WORKING KERNEL (grep DP)

[    5.677400] nouveau T[   VBIOS][0000:01:00.0] 0x57ab[1]:
DP_CONDITION    0x05 0x15
[    5.677577] nouveau T[   VBIOS][0000:01:00.0] 0x591d[ ]:
DP_CONDITION    0x00 0x08
[    5.686368] nouveau T[   VBIOS][0000:01:00.0] 0x58fd[0]:
DP_CONDITION    0x00 0x11

As you can see, the entire PDISP part is missing not sure it is simply
not logged or it is a new feature which creates the problem.
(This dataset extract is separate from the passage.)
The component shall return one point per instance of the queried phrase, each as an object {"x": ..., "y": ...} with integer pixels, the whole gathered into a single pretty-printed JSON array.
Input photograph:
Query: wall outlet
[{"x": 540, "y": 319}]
Thanks for looking into this....


On 5 February 2014 04:21,  <bugzilla-daemon@freedesktop.org> wrote:
> Comment # 9 on bug 67628 from Ilia Mirkin
>
> Can you post boot logs of kernels with and without the problem booted with
>
> nouveau.debug=trace drm.debug=0xe
>
> ________________________________
> You are receiving this mail because:
>
> You reported the bug.
Comment 11 Torsten Wagner 2014-02-05 09:28:31 UTC
Created attachment 93431 [details]
noveau_debug_working_kernel_3.8.0-rc6-debug-00080-g5cc027f.txt
Comment 12 Michael Gulick 2014-02-12 15:20:23 UTC
*** Bug 74815 has been marked as a duplicate of this bug. ***
Comment 13 Ilia Mirkin 2014-02-12 15:24:30 UTC
One thing to note, the initial comment is VERY misleading, since it lists the wrong hash! [but the right description, which no one looks at] The correct commit that was bisected as the cause is:

commit 0a0afd282fd715dd63d64b243299a64da14f8e8d
Author: Ben Skeggs <bskeggs@redhat.com>
Date:   Mon Feb 18 23:17:53 2013 -0500

    drm/nv50-/disp: move DP link training to core and train from supervisor
    
    We need to be able to do link training for PIOR-connected ANX9805 from
    the third supervisor handler (due to script ordering in the bios, can't
    have the "user" call train because some settings are overwritten from
    the modesetting bios scripts).
    
    This moves link training for SOR-connected DP encoders to the second
    supervisor interrupt, *before* we call the modesetting scripts (yes,
    different ordering from PIOR is necessary).  This is useful since we
    should now be able to remove some hacks to workaround races between
    the supervisor and link training paths.
    
    Signed-off-by: Ben Skeggs <bskeggs@redhat.com>
Comment 14 Michael Gulick 2014-02-12 15:27:50 UTC
I have found a similar issue with the same commit, however in my case the display port output is blank (monitor doesn't sync).  As mentioned in bug #74815, this issue occurred on both Quadro 400 (GT216GL) and Quadro 600 (GF108FL).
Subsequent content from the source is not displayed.